At 10pm, a janitor came in, unplugged the computer, and plugged in his floor clearer, cleaned the floor, and then when done, unplugged the floor cleaner, and plugged the computer back in.
The consultant then suggested using the outlet on the other wall that had a free outlet (and got a 'difficult to unplug' cover for the outlet with the computer).
The next night he stayed late again and the janitor used the outlet on the other wall.
The consultant then told management that the problem had been solved and it was a buffer problem.
recalls me of the time where at office the LCD screens would sometimes turn off, at seemingly random locations. it took a long time for people to realise movement caused it, then further time to discover it was when the chair would pump when they stood up.
“I remember being a bit nervous on the first visit. Not because I thought I was doing anything wrong, or because I was worried about getting "caught".It was more like stage fright. ”
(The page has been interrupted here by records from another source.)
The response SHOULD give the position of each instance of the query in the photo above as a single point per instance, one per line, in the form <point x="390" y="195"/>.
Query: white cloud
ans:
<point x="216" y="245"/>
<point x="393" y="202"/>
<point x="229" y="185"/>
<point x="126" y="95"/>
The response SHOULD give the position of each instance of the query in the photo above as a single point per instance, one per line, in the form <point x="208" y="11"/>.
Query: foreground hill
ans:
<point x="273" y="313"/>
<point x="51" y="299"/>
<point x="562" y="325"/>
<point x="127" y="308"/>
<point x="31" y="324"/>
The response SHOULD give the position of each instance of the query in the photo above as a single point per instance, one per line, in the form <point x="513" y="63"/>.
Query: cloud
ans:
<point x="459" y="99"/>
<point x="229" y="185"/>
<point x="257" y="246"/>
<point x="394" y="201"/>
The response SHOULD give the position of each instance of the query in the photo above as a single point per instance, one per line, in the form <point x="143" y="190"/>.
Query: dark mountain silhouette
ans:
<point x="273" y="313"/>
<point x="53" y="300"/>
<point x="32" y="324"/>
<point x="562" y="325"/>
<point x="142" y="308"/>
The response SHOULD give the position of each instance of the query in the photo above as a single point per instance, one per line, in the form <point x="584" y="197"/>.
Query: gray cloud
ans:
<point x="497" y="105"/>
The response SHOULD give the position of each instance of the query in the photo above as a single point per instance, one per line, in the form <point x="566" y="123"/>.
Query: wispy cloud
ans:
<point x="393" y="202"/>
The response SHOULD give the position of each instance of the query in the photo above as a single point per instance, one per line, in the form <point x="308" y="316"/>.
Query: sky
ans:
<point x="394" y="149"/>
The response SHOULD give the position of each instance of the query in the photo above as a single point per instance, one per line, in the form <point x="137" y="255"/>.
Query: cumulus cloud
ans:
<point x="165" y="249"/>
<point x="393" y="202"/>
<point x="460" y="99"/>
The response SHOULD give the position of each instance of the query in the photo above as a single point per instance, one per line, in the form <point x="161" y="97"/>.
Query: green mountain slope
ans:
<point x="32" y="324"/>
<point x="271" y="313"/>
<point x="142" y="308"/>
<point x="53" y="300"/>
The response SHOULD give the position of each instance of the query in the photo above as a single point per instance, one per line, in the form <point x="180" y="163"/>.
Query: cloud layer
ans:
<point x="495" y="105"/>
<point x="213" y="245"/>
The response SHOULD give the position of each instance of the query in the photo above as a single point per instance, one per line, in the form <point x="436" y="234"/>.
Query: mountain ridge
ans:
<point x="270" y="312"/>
“Sometimes I would open another tab and load Flickr or Open Processing so I had an excuse if someone asked why I was comparing every single computer.”
Ah, this brings back memories of a fried getting hold of some pixelated gifs and bringing them in on a 3.5" floppy, the anticipation as we copied them over in the lab, then the mixed excitement and disappointment on trying to load them up at home and finding out half of the files were corrupted, followed by in-hindsight-amusing panic on the discovery of the Recent Documents list. :D
Many of the readers will know of that event, narrated at least in "Absolute Zero Gravity", of the malfunctioning mainframe. One day, as a technician was making diagnostic about why the machine regularly crashed around that time, a janitor entered, saluted politely, unplugged the server, plugged a vacuum cleaner and went on with his routine.
Some of us have personally witnessed cleaning personnel torture equipment, ignoring with force and determination the signals that machines gave while violently stroking the area of the cables.
Oh, and this friend of mine, only days ago, found that a cleaning lady disconnected, to connect some appliance... an incubator. A whole aviary batch - all dead.
This just brought me back to HS and doing this on all the computer lab C64's (usually contained 3/4 of the way into some Basic program...) After a few weeks of this, there was a nice note posted to each monitor to kindly refrain from killing the machines...
Yep, I remember it well... it’s weird that it took so long for people to realize that the solution was to decouple the two with a short n-way idc cable...
It was the motion of pressing down on the keyboard (or otherwise moving it) that caused the two rigid bodies (computer and ram pack) to momentarily lose contact, and boom - bye bye work...
My first job in the early '80's was for a phototypesetter manufacturer. Logically, the NSA had one of our machines for in-house use. Whenever there was a issue with the machine I flew up to Virginia to look at it. My experience was roughly the same as the article's, super-nice people, all of us immediately on a first name (only) basis. The two kind of uniquely funny things about those visits was 1) that the machine (PDP-11 based) was kept in a small room with nothing in else it - a door opened into a room with the machine exactly in the center of the space. The other thing 2) which did make sense was the the core memory was always wiped w/a walking 1's and 0's paper-tape utility prior to me getting access to it.